Somit sind alle Mitglieder des Büros gewählt. Ich freue mich auf die Zusammenarbeit mit ihnen.
Ich begrüsse nun bei uns ganz herzlich den neuen Nationalratspräsidenten, Herrn Andreas Aebi. Ich gratuliere Ihnen im Namen des Ständerates ganz herzlich zu Ihrer sehr ehrenvollen Wahl zum neuen höchsten Schweizer! Ich freue mich vor allem auch auf eine angenehme Zusammenarbeit in der Verwaltungsdelegation und wünsche Ihnen für dieses Jahr alles Gute, viel Glück und eine gute Hand in dieser schweren Covid-19-Zeit. (Beifall)
Wir hören jetzt nochmals zwei Musikstücke. Da ich ein Vertreter eines Zentralschweizer Kantons bin, wird das erste Stück ein wenig eine Hommage an die Zentralschweiz sein. Vor allem meine Kollegin und meinen Kollegen aus dem Kanton Luzern wird es freuen. Das erste Stück heisst "Klänge vom Pilatus" und wird in einer etwas speziellen Form gespielt.
Das vierte und letzte Stück gilt als Überraschung und ist gleichzeitig auch das Schlussstück. Ich habe allerdings gehört, dass diese Überraschung ein wenig umgeschrieben werden musste. Lassen wir uns wirklich überraschen; hören wir nochmals zwei virtuose Stücke von der Originalkapelle von Carlo Brunner und seinen Kollegen.
Verfahrensbeitrag
Klänge vom Pilatus
Originalkapelle Carlo Brunner
(Carlo Brunner, Philipp Mettler, Martin Nauer, Schöff Röösli)
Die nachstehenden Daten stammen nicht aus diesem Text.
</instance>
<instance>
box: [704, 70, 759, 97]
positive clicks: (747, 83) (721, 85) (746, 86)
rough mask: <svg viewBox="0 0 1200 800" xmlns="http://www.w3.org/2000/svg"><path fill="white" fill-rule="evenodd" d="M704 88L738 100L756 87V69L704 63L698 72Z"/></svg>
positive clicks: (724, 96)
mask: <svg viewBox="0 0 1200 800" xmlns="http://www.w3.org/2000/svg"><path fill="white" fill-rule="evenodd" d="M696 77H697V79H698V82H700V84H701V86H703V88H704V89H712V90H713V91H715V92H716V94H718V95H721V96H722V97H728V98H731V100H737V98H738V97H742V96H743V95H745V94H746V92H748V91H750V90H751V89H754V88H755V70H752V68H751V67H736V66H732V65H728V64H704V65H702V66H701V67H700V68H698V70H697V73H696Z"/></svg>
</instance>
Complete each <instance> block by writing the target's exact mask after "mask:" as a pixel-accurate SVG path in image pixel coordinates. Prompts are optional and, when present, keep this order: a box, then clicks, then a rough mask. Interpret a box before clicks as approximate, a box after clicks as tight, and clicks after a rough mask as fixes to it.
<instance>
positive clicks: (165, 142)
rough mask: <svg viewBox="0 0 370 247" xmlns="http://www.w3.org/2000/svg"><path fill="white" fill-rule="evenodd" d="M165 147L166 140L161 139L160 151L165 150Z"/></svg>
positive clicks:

Kuprecht Alex · P-M · Ständerat · Schwyz · Fraktion der Schweizerischen Volkspartei
Ganz herzlichen Dank, Carlo, Philipp, Martin und Schöff, für diese dritte Darbietung! Jetzt kommt die Überraschung. Ich weiss nicht, was es ist, ich kann Ihnen nichts ansagen. Lassen wir uns wirklich überraschen. Carlo, du hast das Zepter!
Verfahrensbeitrag
Überraschung ...
Originalkapelle Carlo Brunner
(Carlo Brunner, Philipp Mettler, Martin Nauer, Schöff Röösli)
Kuprecht Alex · P-M · Ständerat · Schwyz · Fraktion der Schweizerischen Volkspartei
Einen ganz herzlichen Applaus an Carlo Brunner, Philipp Mettler, Martin Nauer und Schöff Röösli! (Beifall) Ich danke Ihnen ganz herzlich, dass Sie sich die Zeit genommen haben, heute von Schindellegi und von Siebnen zu uns zu kommen. Ich möchte fast davon ausgehen, dass es wahrscheinlich das erste und letzte Mal gewesen ist, dass Sie direkt im Ständeratssaal Musik spielen konnten. Nochmals ganz herzlichen Dank! Wir sehen uns später noch, nachdem Sie das Abendessen in der Galerie des Alpes eingenommen haben. Besten Dank, ich freue mich auf nachher!